I’m working to upgrade my Nagios CheckMk setup from v1.2.8 to v1.6.0p14 and I’m trying to get my Solaris 11.1 systems upgraded from the v1.2.0p3 agent they have installed now.
The problem seems to be that the agent runs, but takes 2-3 minutes to return all it’s data, which causes the client to timeout after 110 seconds.
The 1.2.0p3 client takes under 5 seconds to return data. The problem for the 1.6.0p14 agent looks to be in the <> section, where it just takes forever to report on approximately 1200 processes.
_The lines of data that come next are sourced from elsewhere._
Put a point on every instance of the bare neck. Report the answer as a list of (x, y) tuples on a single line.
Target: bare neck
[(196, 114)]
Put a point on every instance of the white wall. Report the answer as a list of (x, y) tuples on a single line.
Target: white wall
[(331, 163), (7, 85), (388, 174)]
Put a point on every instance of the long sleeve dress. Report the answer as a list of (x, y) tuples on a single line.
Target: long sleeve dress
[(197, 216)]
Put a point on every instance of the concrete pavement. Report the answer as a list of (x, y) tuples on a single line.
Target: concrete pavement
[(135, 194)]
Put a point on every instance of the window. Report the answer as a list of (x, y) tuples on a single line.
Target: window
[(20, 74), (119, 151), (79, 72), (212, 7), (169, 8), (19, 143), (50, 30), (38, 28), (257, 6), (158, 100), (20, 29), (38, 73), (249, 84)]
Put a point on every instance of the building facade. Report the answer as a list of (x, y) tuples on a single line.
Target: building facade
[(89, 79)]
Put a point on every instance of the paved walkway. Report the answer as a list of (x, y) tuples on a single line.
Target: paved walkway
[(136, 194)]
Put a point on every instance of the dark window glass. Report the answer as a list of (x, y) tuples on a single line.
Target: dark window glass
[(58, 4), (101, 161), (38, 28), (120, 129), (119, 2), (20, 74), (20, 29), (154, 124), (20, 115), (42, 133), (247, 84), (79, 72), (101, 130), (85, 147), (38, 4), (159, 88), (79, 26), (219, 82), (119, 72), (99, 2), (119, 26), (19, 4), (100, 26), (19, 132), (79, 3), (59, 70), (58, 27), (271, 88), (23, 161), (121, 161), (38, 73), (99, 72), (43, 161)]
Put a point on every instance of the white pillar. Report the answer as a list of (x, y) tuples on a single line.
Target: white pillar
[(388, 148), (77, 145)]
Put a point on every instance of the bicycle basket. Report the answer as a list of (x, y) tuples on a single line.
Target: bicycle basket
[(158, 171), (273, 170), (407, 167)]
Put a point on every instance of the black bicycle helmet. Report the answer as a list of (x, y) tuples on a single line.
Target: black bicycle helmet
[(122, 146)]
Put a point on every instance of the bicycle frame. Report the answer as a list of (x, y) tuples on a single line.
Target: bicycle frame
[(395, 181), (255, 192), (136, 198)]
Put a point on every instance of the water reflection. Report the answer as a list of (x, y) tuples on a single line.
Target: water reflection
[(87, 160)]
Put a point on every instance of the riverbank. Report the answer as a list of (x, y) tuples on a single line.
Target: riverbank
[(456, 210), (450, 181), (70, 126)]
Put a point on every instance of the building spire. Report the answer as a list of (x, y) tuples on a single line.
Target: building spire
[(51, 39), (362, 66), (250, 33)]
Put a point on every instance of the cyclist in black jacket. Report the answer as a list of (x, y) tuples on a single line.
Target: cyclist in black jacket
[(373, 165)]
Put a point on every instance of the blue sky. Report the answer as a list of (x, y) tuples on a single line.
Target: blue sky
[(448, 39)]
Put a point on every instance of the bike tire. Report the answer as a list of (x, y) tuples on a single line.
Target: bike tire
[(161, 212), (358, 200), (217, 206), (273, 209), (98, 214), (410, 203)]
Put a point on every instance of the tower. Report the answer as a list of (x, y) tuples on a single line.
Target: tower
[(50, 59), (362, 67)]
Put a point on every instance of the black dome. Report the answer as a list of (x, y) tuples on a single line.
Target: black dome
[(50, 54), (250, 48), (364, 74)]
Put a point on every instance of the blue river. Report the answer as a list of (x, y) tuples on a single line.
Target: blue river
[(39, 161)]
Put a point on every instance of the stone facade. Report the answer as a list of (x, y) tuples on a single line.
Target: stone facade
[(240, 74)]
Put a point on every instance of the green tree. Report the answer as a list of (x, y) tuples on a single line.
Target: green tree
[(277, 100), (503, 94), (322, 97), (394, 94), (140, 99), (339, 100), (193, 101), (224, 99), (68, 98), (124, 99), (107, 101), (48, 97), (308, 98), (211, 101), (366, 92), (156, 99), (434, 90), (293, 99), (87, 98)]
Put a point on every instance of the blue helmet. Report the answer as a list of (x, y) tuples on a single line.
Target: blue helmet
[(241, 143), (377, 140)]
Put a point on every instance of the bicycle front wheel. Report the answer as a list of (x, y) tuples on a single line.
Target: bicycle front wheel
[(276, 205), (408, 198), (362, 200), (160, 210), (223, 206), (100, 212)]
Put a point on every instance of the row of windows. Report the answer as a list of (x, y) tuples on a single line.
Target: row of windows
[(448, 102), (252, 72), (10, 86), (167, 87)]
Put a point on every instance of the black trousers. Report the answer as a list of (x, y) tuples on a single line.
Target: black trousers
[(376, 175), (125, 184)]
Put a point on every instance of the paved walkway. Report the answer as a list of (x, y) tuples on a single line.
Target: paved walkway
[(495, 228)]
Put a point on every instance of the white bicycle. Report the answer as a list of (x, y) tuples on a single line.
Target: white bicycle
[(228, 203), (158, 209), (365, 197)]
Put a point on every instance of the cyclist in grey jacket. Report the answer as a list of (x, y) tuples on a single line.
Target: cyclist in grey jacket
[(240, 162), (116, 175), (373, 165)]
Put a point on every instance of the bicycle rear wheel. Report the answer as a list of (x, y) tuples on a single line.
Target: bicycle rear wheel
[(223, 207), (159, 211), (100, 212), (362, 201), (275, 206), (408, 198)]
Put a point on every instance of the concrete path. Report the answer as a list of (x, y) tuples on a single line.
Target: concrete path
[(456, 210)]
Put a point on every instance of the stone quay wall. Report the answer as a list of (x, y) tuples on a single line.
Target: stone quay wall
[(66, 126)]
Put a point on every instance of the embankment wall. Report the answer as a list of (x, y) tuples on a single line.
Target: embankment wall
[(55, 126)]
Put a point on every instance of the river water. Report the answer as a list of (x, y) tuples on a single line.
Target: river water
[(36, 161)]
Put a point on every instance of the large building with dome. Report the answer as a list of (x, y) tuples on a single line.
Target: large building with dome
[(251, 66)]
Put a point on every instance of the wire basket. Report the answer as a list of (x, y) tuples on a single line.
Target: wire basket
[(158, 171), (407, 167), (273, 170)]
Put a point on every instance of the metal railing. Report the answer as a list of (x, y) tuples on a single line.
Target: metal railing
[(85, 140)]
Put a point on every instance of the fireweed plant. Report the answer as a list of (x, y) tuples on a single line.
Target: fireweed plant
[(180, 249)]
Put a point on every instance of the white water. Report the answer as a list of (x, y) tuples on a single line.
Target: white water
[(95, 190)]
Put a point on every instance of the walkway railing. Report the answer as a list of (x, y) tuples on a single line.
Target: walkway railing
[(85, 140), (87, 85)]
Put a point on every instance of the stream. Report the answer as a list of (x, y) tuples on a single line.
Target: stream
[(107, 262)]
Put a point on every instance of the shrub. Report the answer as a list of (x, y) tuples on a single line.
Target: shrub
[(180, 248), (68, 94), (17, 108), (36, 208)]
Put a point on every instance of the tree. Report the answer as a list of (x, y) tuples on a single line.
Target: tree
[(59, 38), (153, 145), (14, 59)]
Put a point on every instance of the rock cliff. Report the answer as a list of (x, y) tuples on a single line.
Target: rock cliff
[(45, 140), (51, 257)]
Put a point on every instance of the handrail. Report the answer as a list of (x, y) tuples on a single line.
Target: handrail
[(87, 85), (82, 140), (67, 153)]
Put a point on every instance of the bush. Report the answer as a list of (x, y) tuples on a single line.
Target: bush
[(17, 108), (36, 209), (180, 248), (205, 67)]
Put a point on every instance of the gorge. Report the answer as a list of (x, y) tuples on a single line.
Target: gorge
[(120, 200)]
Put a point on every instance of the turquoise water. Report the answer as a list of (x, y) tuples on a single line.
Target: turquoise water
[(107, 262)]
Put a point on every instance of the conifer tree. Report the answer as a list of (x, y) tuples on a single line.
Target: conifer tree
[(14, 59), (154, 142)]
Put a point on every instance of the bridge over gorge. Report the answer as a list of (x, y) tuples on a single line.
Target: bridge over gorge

I’ve even tried copying over the 1.4.0p38 check_mk_agent.solaris, but it too takes forever (approx 3 minutes) to return results. Which is just crazy slow.
So I did a run of the 1.4.0p38 agent with the -d switch for debugging and it generated 11,111,000+ lines of output. or 250Mb worth of debug output. Running it without the -d switch, just the plain command generated 1200 lines, but still took three minutes. Something stupid is going on in the agent script.
It looks to be this block where it loops over the output of PS and then if there are more than 100 fields (characters?) in the line, it goes into a really slow loop. So I said screw it and bumped it upto 200 to see how it ran…
And it still takes a stupid long time to run. I’m thinking I want to disable the ‘<<>>’ block just because it sucks to have it take so long to run. It’s all in this block, but the comments don’t make much sense and I think it’s trying way to hard to be smart.
Has anyone else got a solution for this?